Fundamentalist proponents of intelligent design, however, make no broad claim for classroom equality on behalf of all religions because, they insist to the general public, theirs is not a faith-based initiative but "a scientific dissent from Darwinism." But as evolutionary biologist Jerry A. Coyne at the University of Chicago notes, one of intelligent design's leading proponents, William A. Dembski, undermines that objective stance: "[A]ny view of the sciences that leaves Christ out of the picture must be seen as fundamentally deficient." He quotes from Dembski's book "Intelligent Design: The Bridge Between Science & Theology."

Substitute anything for science and you get a classic statement of Christian theology. Christ should be in everything a Christian does. This is no more contrary to good science than the many extra-scientific statements made by noted anti-Christians and atheists throughout the Darwin era. Start with Huxley and then Haldane, Sagan, Dawkins and many others. Why does it matter to Darwinists only when the theistic proclamations are of a pro-Christian nature?

Tufts University philosopher Daniel C. Dennett, however, has no patience with conspiracy theory. The intelligent design movement is simply a "hoax," he writes. Although its proponents claim that theirs is a scientific endeavor, they so far have produced "no experiments with results that challenge any mainstream biological understanding; no observations from the fossil record or genomics or biogeography or comparative anatomy that undermine standard evolutionary thinking."

This is sheer hokum. To begin with results of scientific studies are ideologically neutral. Whether the scientists involved are advocates of evolution, theistic evolution, design, creation or anything else is irrelevant to the data produced. At the outset supporters of Darwin cited data gathered by creationists. There were not many Darwinists around. Did it matter? No. The data and its interpretation is what matters.

What they offer instead is a glib debater's ploy: "First you misuse or misdescribe some scientist's work, provoking an angry rebuttal. Then, instead of dealing forthrightly with the charges leveled, you cite the rebuttal as evidence there is a 'controversy' to teach," Dennett writes. "You can often exploit the very technicality of the issues to your own advantage, counting on most of us to miss the point amid all the difficult details."

Those difficult details are what constitute molecular biology, cellular biology, biochemistry and the like. Issues should be framed around details. That's what science is about. The misuse of a scientist's work is a canard and a tired one at that.

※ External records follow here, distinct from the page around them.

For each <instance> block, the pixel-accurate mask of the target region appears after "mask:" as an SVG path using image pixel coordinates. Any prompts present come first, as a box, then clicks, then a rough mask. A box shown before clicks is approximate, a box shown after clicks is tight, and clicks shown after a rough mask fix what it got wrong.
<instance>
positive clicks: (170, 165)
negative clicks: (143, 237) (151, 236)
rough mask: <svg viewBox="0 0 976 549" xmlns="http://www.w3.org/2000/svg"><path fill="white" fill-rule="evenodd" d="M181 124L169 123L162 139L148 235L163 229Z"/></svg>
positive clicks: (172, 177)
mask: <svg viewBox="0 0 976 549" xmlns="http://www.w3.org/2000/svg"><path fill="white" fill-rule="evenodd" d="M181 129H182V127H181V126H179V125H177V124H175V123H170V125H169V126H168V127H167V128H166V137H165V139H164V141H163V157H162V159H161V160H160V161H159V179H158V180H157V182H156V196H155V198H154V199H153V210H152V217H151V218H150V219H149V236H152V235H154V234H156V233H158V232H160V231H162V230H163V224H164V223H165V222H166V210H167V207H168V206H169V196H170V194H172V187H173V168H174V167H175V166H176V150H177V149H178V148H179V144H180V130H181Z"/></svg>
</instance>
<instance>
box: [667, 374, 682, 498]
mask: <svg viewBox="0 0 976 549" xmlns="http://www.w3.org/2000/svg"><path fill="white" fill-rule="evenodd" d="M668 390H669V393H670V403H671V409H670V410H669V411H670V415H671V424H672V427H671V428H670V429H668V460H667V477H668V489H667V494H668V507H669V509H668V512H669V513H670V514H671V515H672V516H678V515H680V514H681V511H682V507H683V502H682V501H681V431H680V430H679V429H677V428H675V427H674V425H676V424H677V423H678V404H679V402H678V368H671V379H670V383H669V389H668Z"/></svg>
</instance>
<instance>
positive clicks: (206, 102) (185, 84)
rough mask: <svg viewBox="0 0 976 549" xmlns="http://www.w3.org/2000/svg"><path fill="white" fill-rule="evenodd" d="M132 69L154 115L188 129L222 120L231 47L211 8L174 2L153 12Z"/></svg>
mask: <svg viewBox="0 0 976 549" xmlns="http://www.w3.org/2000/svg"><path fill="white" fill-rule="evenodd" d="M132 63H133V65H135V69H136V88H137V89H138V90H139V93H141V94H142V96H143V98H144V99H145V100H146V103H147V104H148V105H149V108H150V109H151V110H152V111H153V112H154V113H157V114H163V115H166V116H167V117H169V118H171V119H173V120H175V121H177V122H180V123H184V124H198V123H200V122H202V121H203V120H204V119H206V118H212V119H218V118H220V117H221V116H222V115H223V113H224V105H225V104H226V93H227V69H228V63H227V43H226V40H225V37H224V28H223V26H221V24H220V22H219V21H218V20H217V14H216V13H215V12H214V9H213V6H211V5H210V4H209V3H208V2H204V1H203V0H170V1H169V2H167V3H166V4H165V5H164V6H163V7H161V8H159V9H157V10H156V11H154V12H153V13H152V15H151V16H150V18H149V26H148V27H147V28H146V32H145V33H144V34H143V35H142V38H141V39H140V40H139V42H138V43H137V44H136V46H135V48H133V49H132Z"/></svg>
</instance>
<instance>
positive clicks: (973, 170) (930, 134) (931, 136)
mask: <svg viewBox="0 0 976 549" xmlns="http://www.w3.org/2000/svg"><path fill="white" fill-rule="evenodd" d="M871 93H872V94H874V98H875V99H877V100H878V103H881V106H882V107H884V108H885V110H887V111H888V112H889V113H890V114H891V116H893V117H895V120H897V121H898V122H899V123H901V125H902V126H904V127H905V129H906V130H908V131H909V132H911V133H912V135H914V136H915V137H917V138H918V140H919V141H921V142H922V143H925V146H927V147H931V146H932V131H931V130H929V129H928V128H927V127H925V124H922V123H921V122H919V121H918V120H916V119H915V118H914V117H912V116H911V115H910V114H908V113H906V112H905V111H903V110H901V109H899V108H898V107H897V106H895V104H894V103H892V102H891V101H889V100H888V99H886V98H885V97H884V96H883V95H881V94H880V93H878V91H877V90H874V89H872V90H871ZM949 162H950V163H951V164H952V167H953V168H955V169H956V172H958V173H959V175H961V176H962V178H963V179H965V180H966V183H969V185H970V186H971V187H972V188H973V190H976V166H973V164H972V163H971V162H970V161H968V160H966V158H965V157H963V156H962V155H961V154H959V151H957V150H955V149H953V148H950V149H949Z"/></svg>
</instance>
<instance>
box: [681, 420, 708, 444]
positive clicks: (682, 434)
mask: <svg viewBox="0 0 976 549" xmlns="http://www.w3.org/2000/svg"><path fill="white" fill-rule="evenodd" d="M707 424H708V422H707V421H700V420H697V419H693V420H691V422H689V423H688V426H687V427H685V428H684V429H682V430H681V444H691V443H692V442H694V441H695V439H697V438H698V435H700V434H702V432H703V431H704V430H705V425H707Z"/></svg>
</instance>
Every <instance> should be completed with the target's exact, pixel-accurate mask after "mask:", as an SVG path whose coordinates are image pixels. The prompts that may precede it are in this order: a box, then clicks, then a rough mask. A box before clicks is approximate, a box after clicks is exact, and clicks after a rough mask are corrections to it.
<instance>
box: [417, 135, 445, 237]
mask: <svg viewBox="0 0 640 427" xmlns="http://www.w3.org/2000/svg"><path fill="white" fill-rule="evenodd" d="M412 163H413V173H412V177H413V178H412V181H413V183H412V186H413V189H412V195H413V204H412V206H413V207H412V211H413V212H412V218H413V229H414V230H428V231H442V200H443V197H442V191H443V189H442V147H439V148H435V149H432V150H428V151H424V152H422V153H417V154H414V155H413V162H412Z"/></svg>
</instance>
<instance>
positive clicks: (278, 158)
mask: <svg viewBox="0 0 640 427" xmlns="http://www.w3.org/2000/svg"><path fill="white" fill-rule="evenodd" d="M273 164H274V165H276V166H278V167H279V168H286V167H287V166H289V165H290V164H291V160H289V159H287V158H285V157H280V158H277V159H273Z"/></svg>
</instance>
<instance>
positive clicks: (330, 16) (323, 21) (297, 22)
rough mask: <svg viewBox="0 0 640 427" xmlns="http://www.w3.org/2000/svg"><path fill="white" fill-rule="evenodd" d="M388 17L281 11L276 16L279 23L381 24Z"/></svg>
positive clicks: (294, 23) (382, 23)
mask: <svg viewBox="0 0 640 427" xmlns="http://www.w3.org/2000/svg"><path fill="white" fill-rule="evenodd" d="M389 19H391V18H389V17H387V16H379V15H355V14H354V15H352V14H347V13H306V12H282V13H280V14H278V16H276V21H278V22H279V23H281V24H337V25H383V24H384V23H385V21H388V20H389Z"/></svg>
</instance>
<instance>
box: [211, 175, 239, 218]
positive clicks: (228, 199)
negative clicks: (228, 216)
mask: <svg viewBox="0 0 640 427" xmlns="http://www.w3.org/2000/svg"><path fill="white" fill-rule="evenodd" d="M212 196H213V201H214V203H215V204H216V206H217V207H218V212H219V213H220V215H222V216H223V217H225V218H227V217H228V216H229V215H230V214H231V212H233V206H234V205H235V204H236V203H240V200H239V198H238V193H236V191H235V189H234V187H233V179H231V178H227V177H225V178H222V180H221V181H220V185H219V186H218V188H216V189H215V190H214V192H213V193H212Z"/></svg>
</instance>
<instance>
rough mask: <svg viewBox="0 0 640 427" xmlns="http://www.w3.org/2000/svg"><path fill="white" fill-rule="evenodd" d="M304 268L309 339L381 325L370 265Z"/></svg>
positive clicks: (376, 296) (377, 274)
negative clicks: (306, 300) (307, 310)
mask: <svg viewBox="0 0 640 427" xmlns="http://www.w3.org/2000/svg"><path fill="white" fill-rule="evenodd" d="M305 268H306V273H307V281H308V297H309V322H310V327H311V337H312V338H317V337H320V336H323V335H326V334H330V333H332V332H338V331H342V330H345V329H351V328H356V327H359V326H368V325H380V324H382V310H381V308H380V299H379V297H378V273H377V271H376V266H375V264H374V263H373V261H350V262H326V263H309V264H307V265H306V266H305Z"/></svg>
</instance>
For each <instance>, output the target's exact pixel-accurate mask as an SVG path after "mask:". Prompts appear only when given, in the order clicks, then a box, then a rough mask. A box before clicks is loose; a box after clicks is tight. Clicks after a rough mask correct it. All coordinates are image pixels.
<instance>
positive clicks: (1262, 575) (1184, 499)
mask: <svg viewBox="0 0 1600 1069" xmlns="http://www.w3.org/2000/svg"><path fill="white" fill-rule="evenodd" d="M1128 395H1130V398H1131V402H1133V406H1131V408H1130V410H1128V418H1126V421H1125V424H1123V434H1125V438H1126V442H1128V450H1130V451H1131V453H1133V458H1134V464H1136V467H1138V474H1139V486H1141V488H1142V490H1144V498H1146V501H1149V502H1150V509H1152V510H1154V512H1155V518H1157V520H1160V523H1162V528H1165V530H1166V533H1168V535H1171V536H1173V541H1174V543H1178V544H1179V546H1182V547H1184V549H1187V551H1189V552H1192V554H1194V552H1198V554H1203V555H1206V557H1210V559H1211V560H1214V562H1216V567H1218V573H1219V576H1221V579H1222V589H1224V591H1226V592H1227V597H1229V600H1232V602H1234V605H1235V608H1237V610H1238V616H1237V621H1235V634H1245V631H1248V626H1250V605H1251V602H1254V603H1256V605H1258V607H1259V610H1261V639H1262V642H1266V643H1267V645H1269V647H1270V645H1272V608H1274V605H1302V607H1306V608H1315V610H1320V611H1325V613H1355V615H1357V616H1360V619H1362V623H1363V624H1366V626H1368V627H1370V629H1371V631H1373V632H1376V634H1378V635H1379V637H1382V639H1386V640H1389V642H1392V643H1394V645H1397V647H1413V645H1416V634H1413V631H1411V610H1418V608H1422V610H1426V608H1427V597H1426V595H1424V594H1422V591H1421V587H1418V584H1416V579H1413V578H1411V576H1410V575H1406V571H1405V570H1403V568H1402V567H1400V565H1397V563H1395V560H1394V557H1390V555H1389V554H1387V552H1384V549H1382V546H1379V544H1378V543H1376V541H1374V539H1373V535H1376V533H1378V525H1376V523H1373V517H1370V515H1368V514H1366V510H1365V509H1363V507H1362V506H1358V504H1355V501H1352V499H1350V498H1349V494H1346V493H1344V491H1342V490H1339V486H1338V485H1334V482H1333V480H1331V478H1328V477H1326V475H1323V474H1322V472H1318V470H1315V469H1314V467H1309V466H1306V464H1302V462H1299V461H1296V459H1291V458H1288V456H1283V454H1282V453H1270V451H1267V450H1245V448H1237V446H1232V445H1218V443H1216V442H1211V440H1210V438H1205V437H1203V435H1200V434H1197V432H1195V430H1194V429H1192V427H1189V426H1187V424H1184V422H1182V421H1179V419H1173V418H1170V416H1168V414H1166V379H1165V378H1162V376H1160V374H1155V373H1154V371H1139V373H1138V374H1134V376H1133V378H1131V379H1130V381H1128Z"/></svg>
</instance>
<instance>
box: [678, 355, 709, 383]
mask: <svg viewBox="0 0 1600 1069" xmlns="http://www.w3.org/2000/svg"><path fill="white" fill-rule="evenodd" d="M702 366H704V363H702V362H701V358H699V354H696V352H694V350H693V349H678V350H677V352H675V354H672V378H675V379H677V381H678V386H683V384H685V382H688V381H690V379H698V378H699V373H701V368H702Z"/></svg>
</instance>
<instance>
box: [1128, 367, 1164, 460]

"Christians should embrace modern science for what it has done to reveal the magnificence of the divinity in a depth and detail unmatched by ancient texts," Shermer writes. "In contrast, Intelligent Design creationism reduces God to an artificer, a mere watchmaker piecing together life out of available parts in a cosmic warehouse."

A predictable theological argument. Actually God designs through encoded molecular systems whose sophistication rivals and exceeds codes produced by the human species.

Yet he finally embraced his brainchild, impelled by an unflinching intellectual honesty, the weight of the evidence and the imperative of an undeniable idea. "There seems to be no more design in the variability of organic beings and in the action of natural selection," Darwin wrote, "than in the course which the wind blows."

When is the last time you observed the wind blowing a design resembling an encoding unit replete with a promotor region enabling a transcription polymerase protein to bind with an assist from transcription factors? How relevant is the wind analogy to enhancers that effect the transcription process itself? When is the last time wind created a design comparable to the histone proteins constituting nucleosomes and an ingenious code governing gene expression? Can the authors at least produce a sequence of events consistent with the much touted natural selection explanation detailing how a single gene and its regulatory mechanisms evolved? Would such a sequence of events be based on empirical evidence or the imaginations of the story tellers?